The judge correctly noted the difference between an academic dispute among economists and the Supreme Court’s finding, in Basic v. Levinson, of market efficiency sufficient to support the uniformity of circumstance among stock purchasers needed to allow class certification.
But defense lawyers are having some successes in the class certification arena. For example, U.S. District Judge Jed Rakoff recently rejected class action status for three consolidated suits accusing Lehman Brothers of knowingly misrepresenting stock recommendations. Judge Rakoff said fraud-on-the-market theories of reliance do not apply to statements issued by analysts in the same way that they do for statements issued by a company itself.

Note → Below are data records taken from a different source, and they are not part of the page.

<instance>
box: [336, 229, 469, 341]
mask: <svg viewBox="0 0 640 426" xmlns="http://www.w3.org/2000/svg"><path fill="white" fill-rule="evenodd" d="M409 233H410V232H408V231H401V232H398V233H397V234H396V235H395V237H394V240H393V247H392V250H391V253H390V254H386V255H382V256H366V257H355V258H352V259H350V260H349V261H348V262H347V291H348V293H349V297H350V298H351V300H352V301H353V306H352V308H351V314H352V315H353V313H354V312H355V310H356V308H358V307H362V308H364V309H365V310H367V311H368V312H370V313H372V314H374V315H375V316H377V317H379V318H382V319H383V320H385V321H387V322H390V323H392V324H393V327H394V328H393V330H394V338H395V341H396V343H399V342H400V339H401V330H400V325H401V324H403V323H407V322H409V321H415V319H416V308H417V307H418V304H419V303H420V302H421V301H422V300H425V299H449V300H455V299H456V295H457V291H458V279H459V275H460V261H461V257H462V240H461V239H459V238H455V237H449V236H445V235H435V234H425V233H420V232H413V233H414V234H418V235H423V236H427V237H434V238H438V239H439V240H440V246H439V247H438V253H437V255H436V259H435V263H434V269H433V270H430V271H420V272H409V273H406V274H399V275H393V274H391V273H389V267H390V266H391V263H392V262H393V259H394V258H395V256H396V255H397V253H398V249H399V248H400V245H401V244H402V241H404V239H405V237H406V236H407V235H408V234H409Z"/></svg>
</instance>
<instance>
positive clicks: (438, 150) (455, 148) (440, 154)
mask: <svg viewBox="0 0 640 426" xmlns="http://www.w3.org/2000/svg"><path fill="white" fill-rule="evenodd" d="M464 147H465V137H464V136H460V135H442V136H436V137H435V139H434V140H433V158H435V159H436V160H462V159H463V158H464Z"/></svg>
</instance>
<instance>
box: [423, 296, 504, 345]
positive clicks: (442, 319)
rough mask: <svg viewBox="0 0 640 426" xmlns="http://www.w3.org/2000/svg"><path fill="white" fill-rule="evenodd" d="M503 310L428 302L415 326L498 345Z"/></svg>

“There is a qualitative difference between a statement of fact emanating from an issuer and a statement of opinion emanating from a research analyst,” the court said. “A well-developed efficient market can reasonably be presumed to translate the former into an effect on price, whereas no such presumption attaches to the latter.”
A January 20, 2005, decision of the 2nd Circuit Court of Appeals reached the same result for a different reason. In Lentell v. Merrill Lynch, the 2nd Circuit affirmed the dismissal of plaintiffs’ claims that Merrill’s knowingly false “buy” recommendations were actionable under the securities laws to allow investors in 24/7 Real Media and Interliant to recover their losses when the stock price collapsed.
The court’s concern was that the plaintiffs had not alleged that their losses were caused by Merrill’s phony buy recommendation, which could have been shown by a market reaction to a corrective statement by Merrill.
We think the analyst cases are a separate matter, and the fraud-on-the-market presumption will remain the law of the land in cases alleging fraudulent statements by corporate defendants. If this were not the case, it clearly would spell trouble for plaintiffs. Think of the magnitude of what’s at stake here: If the courts tell plaintiffs’ attorneys that we can’t litigate these cases as class actions, then defendants will only have to worry about how many investors can file individual claims against them.
Due to the forbidding economics of that litigation, which would dissuade all but the largest investors from pursuing their claims, the securities laws would be rendered toothless, a right without a remedy. Few would say today’s corporate leaders should not be answerable for their violations of securities laws. Beware of those who do, even if they are clothed in the gowns of academia.
Mr. Pease, a partner in the firm’s Boston office and the Monitor’s executive editor, is trial counsel in the Xcelera litigation.